Il y a deux absents importants : le président russe Vladimir Poutine et le président chinois Xi Jinping. La première est évidente, compte tenu de la guerre. Mais pourquoi ce dernier envoie-t-il son chat ?

«Je vois des possibilités. Tout d’abord, les choses ne vont pas bien en Chine même : l’économie est en difficulté, le pays est ravagé par des inondations et la corruption règne. En outre, la Chine est en désaccord avec de nombreux autres pays. Les récents « déversements d’eau nucléaire » au Japon suscitent l’indignation (qui a rejeté dans l’océan « l’eau contaminée » issue de la catastrophe nucléaire de Fukushima, PG), est désormais structurellement en désaccord avec les États-Unis et trouve l’Inde, pays hôte, trop pro-occidental et pro-américain.

«Il y a aussi des spéculations sur la santé de Xi. Il a récemment dû annuler un discours à la dernière minute au sommet des BRICS en Afrique du Sud, sans que l’on sache pourquoi. Les BRICS seront élargis à six pays. C’est peut-être pour cette raison que Xi ne considère plus le G20 comme le club le plus important dans lequel se profiler ? La Chine critique depuis longtemps la domination occidentale dans des forums tels que le G20.»

Des rumeurs courent selon lesquelles l’Inde pourrait vouloir changer de nom et profiter du sommet du G20 pour ce faire. Qu’est-ce qu’il y a avec ça ?

« Le président indien offre un banquet à tous les invités. Sur invitation, il s’est fait appeler président de Bharat, le nom donné au pays en hindou depuis des temps immémoriaux. Cependant, en anglais, Bharat est un nom inhabituel. Selon la constitution anglophone, le pays s’appelle l’Inde. Apparemment, une session extraordinaire du Parlement a également été annoncée sans ordre du jour. Beaucoup de gens pensent qu’un tel changement de nom est à venir.

«Cela s’inscrirait dans le programme nationaliste du Premier ministre Narendra Modi. Même si nous devons être prudents avec cela. Son nationalisme excessif entraîne de nombreux problèmes en matière de droits de l’homme, comme le déplacement des minorités.»

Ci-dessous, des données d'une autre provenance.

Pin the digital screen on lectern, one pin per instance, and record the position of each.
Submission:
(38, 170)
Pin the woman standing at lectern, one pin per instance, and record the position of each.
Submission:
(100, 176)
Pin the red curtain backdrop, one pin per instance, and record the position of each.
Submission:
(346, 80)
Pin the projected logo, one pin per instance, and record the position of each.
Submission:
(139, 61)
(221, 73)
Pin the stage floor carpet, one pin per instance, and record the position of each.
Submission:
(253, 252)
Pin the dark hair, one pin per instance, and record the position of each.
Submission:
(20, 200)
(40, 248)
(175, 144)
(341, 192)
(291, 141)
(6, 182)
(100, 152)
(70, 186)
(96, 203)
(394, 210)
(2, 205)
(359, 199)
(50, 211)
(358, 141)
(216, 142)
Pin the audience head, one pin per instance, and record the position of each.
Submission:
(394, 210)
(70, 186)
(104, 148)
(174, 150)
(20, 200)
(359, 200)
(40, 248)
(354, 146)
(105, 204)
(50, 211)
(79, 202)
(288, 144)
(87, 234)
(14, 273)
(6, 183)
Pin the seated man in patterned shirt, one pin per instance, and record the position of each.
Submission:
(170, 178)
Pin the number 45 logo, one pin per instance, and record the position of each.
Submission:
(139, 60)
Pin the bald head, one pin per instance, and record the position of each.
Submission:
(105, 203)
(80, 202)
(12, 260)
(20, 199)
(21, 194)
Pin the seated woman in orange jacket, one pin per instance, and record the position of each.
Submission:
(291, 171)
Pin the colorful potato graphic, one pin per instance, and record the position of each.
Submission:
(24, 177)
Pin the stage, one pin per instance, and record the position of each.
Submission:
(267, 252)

Quelle est l’ampleur de l’ombre portée par la guerre en Ukraine à l’ordre du jour ?

« La guerre n’est pas une priorité à l’ordre du jour. L’Inde a toujours eu une attitude ambivalente à ce sujet. Il s’est abstenu lors du vote condamnant la Russie à l’Assemblée générale des Nations Unies. L’Inde est fortement dépendante de la Russie pour son gaz et son pétrole et souhaite maintenir des conditions amicales avec le pays. Egalement parce qu’elle craint que la Russie ne se rapproche trop de la Chine, avec laquelle l’Inde n’entretient pas de bonnes relations. C’est un exercice d’équilibre difficile pour le Premier ministre Modi.

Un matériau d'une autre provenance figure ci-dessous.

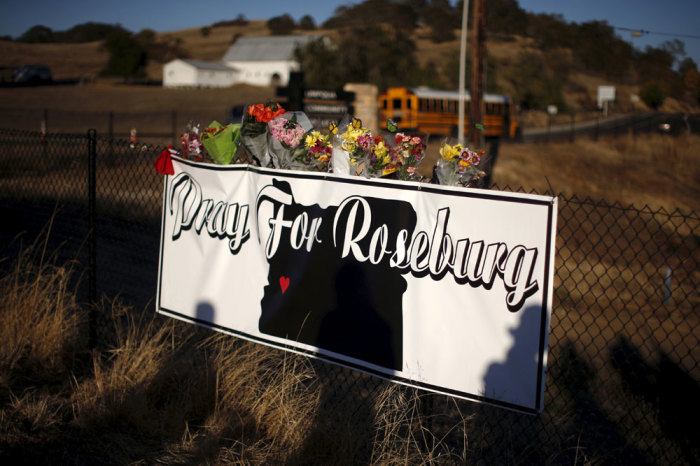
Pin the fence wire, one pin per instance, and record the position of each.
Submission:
(623, 370)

«En outre, les États-Unis font preuve d’une nouvelle prudence à l’égard de l’Ukraine. Les gens se rendent de plus en plus compte que la perception dans les pays du Sud est que l’Occident insiste trop sur ce point. D’où l’initiative de Biden de réformer la Banque mondiale. Il a le sentiment que les pays du Sud deviennent de plus en plus anti-occidentaux et s’éloignent de lui.»

D’où l’éventuelle adhésion de l’Union africaine au G20 ?

« Oui, ce serait une décision symbolique importante. Selon le président européen Charles Michel, c’est l’un affaire conclue. En tout cas, ce serait un joli trophée pour l’Inde si cela se produisait : Inde se considère comme une voix naturelle pour les pays du Sud. Il est également vrai que l’Afrique est désormais sous-représentée au sein du G20. Seule l’Afrique du Sud en fait partie. Vous ne pouvez pas faire ça.

« On sent au fond qu’une réforme des institutions multilatérales est en cours. En Occident, les gens sont désormais plus conscients de l’énorme problème de représentativité d’institutions telles que le G20. Des réformes sont désormais mises en œuvre étape par étape pour attirer les pays du Sud.»